Our company's name is based on our founder Chirag's books that provided thoughts, ideas and actionable advice that have helped organisations and leaders all over the world find a smarter way to be cyber secure. This thought leadership has led to the creation of the 7 Rules Cyber framework.
The 7 Rules Cyber Framework can be summarised as below:
Rule 1: Develop a Business-Aligned Mindset
Cyber Security exists to enable business. After all, without the business of an organisation, there is no need for a security function. Therefore, understanding your business is the key to developing appropriate context and prioritisation for your security efforts. Effectively understanding key business processes, products and objectives are vital to building and validating critical asset list of crown jewels for the organisation. These then help to scope security controls and implement proportionate and reasonable measures. Practical advice is to follow the money. Understand what brings in the revenue and constitute critical services for your organisation. Engaging with business stakeholders effectively will enable you to accomplish this.

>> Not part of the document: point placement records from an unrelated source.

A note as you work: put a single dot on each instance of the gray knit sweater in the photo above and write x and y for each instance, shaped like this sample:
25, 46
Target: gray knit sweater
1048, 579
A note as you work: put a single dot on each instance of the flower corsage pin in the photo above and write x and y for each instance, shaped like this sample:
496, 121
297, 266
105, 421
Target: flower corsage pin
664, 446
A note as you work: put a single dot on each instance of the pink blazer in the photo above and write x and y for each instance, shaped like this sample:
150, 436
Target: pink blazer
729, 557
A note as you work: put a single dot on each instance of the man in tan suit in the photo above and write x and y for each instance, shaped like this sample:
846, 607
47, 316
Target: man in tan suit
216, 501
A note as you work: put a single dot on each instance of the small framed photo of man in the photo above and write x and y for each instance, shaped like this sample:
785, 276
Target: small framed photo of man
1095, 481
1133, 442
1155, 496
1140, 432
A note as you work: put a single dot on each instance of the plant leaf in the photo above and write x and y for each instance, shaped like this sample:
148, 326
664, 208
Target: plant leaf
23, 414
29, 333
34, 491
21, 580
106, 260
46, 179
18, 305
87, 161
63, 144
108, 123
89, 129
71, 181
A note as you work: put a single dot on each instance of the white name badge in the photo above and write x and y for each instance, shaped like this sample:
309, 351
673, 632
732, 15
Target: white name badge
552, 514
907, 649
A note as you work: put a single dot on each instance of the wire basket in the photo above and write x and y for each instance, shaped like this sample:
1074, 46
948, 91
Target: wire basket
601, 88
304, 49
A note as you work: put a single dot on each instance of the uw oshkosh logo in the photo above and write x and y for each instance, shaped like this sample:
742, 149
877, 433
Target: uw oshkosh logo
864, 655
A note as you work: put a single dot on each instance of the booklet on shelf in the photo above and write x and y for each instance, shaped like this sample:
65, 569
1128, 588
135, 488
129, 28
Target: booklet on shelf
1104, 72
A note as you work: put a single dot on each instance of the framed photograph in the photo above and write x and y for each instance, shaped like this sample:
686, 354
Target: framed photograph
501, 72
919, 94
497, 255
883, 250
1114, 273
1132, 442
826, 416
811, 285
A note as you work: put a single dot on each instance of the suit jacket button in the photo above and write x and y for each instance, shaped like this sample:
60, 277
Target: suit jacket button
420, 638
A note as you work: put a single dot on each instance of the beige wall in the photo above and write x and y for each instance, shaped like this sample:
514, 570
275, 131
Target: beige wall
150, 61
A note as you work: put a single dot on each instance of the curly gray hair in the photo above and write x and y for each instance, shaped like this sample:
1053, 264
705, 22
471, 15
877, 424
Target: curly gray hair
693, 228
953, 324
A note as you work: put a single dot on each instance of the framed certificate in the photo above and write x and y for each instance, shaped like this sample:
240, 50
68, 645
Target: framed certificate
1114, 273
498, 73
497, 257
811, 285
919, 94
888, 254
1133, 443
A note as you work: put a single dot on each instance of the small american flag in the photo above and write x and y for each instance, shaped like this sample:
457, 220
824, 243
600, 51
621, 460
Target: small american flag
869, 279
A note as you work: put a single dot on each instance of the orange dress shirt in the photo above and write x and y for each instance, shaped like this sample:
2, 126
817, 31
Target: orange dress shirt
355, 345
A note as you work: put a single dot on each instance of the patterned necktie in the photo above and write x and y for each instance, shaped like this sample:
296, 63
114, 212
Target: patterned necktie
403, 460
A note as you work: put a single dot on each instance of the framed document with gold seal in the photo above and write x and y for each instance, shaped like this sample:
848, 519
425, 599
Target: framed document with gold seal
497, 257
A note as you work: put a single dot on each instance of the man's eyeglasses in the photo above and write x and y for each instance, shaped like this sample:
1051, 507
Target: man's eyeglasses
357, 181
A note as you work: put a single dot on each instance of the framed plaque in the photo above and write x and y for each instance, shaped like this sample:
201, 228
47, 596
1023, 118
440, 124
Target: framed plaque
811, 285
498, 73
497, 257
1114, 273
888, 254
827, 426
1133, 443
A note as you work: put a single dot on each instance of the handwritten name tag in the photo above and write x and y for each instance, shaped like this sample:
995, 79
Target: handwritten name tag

The nature of the business can also help inform the relative importance of the confidentiality, integrity, and availability triad. For example, confidentiality might be a higher priority for IT and digital systems, while availability might be a greater priority for operational technology, OT, systems.
Rule 2: Recognise that Cyber Security is a Risk Management Exercise
Cyber Security is fundamentally about managing risks. Furthermore, Cyber Security is not just a technical risk, it is a business risk and the approach to any control – technical, operational or policy needs to reflect the business risk appetite and context clearly. The language of risk and finances is what resonates with senior business stakeholders. Developing an understanding of key assets through Rule 1 serves as input for effective risk analysis through appropriate threat and impact consideration. The goal is to build a defensible cyber risk program, and decisions. Sensible adoption of cyber risk quantification techniques can also play a key role in informed decision-making.
Rule 3: Measure It
Effective metrics and measurements are key to demonstrating progress and challenges to ensure adequate management. However, metrics must be tailored to the right audience. Highly operational metrics such as number of vulnerabilities do not resonate with boards and senior leadership. They need to be aligned to critical business applications with clarity of impact and maturity. For example, a good strategic metric could be a percentage of critical internet-facing applications that have critical patches applied in a timely manner. If this critical application is a key payments platform, there is a material implication on cash flow, which, when quantified, can offer useful insights to leadership. Approach to good measurements should account for both leading and lagging indicators.
Rule 4: Address the Human Factor
With majority of incidents and breaches exploiting the human factor, it is clear that cyber security is a human issue at its core. Furthermore, technology exists for and by humans. Relying on the fear to influence human behaviour and embed secure practices is not an effective strategy. We need to align our cyber message and controls to aspirational aspects such as business goals and personal safety. Leveraging effective gamification, humour, and positive competition e.g., leaderboards can be really useful to influence secure behaviours. It is useful to recognise that human instinct is to resist change because change introduces the unknown. Effective engagement and change management can address this resistance and promote adoption of security controls.
Rule 5: Understand the Design and Execution of Cyber Security
Cyber Security controls need to be applied with consideration of business and technology strategies along with relevant threats and compliance obligations. Security domains such as network security, endpoint protection, identity and access management, etc. do not exist in isolation. They need to be accounted for in the overall enterprise security architecture and control framework that informs their design and applicability. Defined security architecture principles can also guide the selection and implementation of the right tools and technologies to manage risks. Factors such as clarity of sourcing and operating models (including roles and responsibilities), along with sequencing and prioritisation of initiatives, enable ongoing efficacy of security controls.
Rule 6: Master the Art of Differentiating Skills
Differentiating skills such as emotional intelligence, presenting actionable options succinctly, effective communication and storytelling play a vital role in building trust within an organisation and enabling professional excellence. Emotional intelligence plays an effective role where you can read the room and empathise with stakeholders regarding their concerns. Just presenting technical reports to a business audience will not get sufficient buy-in. This is where contextualising information in simple terms with a mindset of active listening can really help achieve the right outcome.
Rule 7: Build an Authentic Brand
Your security function should build a brand that is grounded in being a trusted advisor to the business. Ongoing effective engagement through various organisational channels and a pragmatic mindset will solidify your team’s brand. This will also help achieve executive buy-in and support for your initiatives to improve the security posture. Purposeful networking and actions to inform, educate and enable your organisation on various aspects of security considerations will put you in good stead. Ensure you celebrate and promote wins – no matter how small. Every win inspires confidence and is a step on the ongoing journey of cyber security improvement.